Em termo de inquirição de testemunha prestado há 31 anos, o então capitão do Exército Juarez Aparecido de Paula Cunha, hoje general da reserva e presidente dos Correios, disse que o capitão Jair Messias Bolsonaro, hoje presidente eleito, “o procurou, em particular”, em outubro de 1987, para dizer que “não havia gostado de atitude dele em Brasília” e que, “embora tendo servido (com ele) por muito tempo, poderia esquecer que era seu amigo, em caso de acontecer ‘qualquer coisa'”.

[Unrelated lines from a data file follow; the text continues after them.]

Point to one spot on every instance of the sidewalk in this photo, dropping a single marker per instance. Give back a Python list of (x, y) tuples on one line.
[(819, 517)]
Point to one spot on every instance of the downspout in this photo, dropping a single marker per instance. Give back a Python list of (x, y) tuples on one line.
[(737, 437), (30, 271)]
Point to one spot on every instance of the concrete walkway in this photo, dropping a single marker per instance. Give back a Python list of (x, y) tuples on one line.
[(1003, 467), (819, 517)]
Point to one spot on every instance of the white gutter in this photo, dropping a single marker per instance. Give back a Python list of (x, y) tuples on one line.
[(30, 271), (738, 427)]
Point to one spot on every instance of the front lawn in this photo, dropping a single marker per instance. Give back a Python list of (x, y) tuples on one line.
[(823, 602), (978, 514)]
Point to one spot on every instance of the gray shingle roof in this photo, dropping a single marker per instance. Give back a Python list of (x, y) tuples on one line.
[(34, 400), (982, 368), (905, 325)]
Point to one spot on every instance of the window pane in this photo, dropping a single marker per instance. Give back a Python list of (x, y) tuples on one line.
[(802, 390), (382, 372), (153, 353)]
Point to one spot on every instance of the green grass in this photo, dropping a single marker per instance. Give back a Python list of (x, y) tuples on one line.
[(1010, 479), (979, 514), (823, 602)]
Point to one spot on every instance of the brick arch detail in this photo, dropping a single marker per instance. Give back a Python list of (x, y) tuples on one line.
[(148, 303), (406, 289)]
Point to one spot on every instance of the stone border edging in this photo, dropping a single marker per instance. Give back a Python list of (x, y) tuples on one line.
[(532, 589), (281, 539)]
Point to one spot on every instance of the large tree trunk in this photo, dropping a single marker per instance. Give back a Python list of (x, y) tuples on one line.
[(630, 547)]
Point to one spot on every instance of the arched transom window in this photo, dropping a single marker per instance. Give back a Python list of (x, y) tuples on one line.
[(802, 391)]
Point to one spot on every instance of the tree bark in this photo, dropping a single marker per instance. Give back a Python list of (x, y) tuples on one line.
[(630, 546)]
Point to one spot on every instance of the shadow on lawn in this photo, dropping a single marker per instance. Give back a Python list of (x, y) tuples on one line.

O documento, arquivado no Superior Tribunal Militar, consta da sindicância a que o capitão Bolsonaro respondeu, na Escola de Aperfeiçoamento de Oficiais, no final de 1987, por artigo assinado na revista Veja e citações em reportagens que o acusavam de ameaçar jogar bombas em instalações militares – da qual acabou absolvido pelo STM no ano seguinte. O capitão Juarez Cunha foi um dos cinco oficiais ouvidos na sindicância – e o único a dar um testemunho desfavorável ao hoje presidente.
“Eu disse apenas o que ele me disse”, afirmou o general ao Estado na tarde de sexta-feira. “Não é relevante, não levou a coisa nenhuma, e contar isso agora, trinta anos depois, só vai fazer tempestade em copo d’água”, afirmou. “O Bolsonaro é um grande amigo meu, e isso nunca trouxe problema para a nossa amizade.” O presidente dos Correios não soube dizer se o presidente eleito tem conhecimento dos termos da inquirição. “Isso tem de perguntar pra ele”, afirmou. Procurada, a assessoria de Bolsonaro não deu retorno.
No parecer final sobre a sindicância, que mandou o caso para um Conselho de Justificação, o tenente-coronel Ronaldo José Figueiredo Cardoso, sindicante, deu relevância à inquirição do capitão Juarez Cunha. Considerou as frases de Bolsonaro como uma “advertência”, que censurou e considerou “irregular”.
A atitude que desgostou Bolsonaro, e o fez chamar o colega “em particular”, foi Cunha ter contado ao instrutor-chefe do curso de artilharia, coronel Cyrino, que durante uma visita ao Colégio Militar de Brasília o capitão Bolsonaro embarcou diversos oficiais-alunos em uma Veraneio. O termo não explicita, mas foram todos encontrar-se com o general Newton Cruz, o ex-chefe do SNI, solidário ao artigo publicado, e admirado pelo hoje presidente.
O capitão também registrou, na inquirição, ter ouvido Bolsonaro comentar, no início do ano letivo de 1987, que sua “decisão preliminar” – o artigo para a revista – já tinha sido tomada “e que a próxima decisão que ele tomaria, se fosse o caso, seria a ‘decisão final’, dando a entender que não se limitaria a simples declaração a órgão de imprensa”. As informações são do jornal O Estado de S. Paulo.